If $a,b,c>0: a+b+c=3$ then$$\sqrt[3]{\frac{\dfrac{1}{a}+\dfrac{1}{b}+\dfrac{1}{c}}{3}}\ge \frac{\sqrt[3]{abc}+2}{\sqrt[3]{ab}+\sqrt[3]{bc}+\sqrt[3]{ac}}.$$
I can prove the following inequality$$\sqrt[3]{\frac{\dfrac{1}{a}+\dfrac{1}{b}+\dfrac{1}{c}}{3}}\ge \frac{3\sqrt[3]{abc}}{\sqrt[3]{ab}+\sqrt[3]{bc}+\sqrt[3]{ac}}.$$It is weaker than the starting one because $\sqrt[3]{abc}+2\ge 3\sqrt[3]{abc}\iff 1\ge \sqrt[3]{abc}.$
We may use Cauchy-Schwarz $$\frac{1}{a}+\frac{1}{b}+\frac{1}{c}\ge \frac{9}{a+b+c}=3$$and by AM-GM $$\sqrt[3]{ab}+\sqrt[3]{bc}+\sqrt[3]{ac}\ge 3\sqrt[9]{a^2b^2c^2}\ge 3\sqrt[3]{abc}.$$
But I can not use same idea for the starting inequality.

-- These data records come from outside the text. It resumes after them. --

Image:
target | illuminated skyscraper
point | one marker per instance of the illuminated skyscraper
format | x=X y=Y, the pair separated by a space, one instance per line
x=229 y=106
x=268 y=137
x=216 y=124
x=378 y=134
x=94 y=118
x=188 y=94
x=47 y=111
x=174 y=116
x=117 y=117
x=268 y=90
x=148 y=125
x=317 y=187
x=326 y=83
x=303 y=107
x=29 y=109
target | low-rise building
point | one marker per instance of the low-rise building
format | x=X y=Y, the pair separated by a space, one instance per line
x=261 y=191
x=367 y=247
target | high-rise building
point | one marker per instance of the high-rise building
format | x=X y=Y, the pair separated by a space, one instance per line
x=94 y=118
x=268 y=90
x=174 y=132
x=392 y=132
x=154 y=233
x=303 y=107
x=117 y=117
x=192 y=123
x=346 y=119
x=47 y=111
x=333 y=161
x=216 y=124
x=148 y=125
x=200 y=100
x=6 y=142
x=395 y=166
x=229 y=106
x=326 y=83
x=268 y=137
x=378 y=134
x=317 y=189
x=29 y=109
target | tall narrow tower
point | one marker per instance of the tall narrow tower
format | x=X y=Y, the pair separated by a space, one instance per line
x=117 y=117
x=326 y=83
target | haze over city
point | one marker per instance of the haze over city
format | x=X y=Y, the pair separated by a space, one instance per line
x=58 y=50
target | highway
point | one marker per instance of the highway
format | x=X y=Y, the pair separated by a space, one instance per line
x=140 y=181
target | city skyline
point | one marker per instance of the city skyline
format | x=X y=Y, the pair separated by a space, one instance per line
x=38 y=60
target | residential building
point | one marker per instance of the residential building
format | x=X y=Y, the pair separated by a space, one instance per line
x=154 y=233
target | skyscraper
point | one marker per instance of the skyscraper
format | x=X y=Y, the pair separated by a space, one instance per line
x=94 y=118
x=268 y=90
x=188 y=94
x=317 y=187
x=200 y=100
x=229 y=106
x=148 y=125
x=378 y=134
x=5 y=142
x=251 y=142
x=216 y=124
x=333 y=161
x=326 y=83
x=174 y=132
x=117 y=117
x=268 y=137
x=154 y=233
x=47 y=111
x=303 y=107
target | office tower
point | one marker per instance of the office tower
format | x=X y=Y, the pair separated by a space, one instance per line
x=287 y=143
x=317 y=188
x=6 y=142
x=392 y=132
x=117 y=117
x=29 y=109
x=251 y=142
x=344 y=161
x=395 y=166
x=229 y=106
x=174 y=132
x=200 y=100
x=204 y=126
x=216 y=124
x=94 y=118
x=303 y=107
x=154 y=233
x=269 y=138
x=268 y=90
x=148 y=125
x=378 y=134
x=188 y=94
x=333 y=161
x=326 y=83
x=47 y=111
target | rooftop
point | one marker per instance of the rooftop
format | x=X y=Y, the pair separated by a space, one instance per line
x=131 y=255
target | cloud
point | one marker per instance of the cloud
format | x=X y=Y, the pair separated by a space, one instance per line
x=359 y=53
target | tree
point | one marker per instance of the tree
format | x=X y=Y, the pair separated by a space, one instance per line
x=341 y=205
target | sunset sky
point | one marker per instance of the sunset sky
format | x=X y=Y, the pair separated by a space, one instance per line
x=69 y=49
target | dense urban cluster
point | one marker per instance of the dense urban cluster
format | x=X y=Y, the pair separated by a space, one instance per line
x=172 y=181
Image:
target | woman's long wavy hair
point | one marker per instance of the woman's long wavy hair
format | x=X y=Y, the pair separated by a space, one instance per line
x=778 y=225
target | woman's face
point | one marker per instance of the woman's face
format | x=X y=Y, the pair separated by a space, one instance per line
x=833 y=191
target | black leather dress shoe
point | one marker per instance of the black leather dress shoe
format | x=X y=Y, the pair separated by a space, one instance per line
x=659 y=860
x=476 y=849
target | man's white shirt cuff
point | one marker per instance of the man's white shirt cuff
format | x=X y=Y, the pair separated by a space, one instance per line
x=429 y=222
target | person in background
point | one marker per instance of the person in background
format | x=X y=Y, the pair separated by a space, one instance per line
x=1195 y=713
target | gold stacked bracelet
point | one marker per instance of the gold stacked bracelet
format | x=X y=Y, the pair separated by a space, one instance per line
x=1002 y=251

Can you help me? Thank you.
Update.
I also tried AM-GM $$\dfrac{1}{a}+\dfrac{1}{b}+\dfrac{1}{c}\ge \frac{3}{\sqrt[3]{abc}}$$
Thus, we need to prove
$$\frac{1}{\sqrt[9]{abc}}\ge \frac{\sqrt[3]{abc}+2}{\sqrt[3]{ab}+\sqrt[3]{bc}+\sqrt[3]{ac}}.$$
But I don't know how to continue the proof.
Best Answer
We have $$ \begin{aligned} &\sqrt[3]{ab}\sqrt[3]{\frac{\frac{1}{a}+\frac{1}{b}+\frac{1}{c}}{3}}=\sqrt[3]{\frac{a+b+\frac{ab}{c}}{3}}\\ ={}&\frac1{3}\sqrt[3]{(a+b+c)(a+b+c)\Big(a+b+\frac{ab}{c}\Big)}\geqslant\frac1{3}(a+b+\sqrt[3]{abc}). \end{aligned} $$ Hence $$ \begin{aligned} &(\sqrt[3]{ab}+\sqrt[3]{bc}+\sqrt[3]{ac})\sqrt[3]{\frac{\frac{1}{a}+\frac{1}{b}+\frac{1}{c}}{3}}\geqslant\frac23(a+b+c)+\sqrt[3]{abc}\\ \iff{}& \begin{aligned} \sqrt[3]{\frac{\dfrac{1}{a}+\dfrac{1}{b}+\dfrac{1}{c}}{3}}\ge \frac{\sqrt[3]{abc}+2}{\sqrt[3]{ab}+\sqrt[3]{bc}+\sqrt[3]{ac}} \end{aligned}. \end{aligned} $$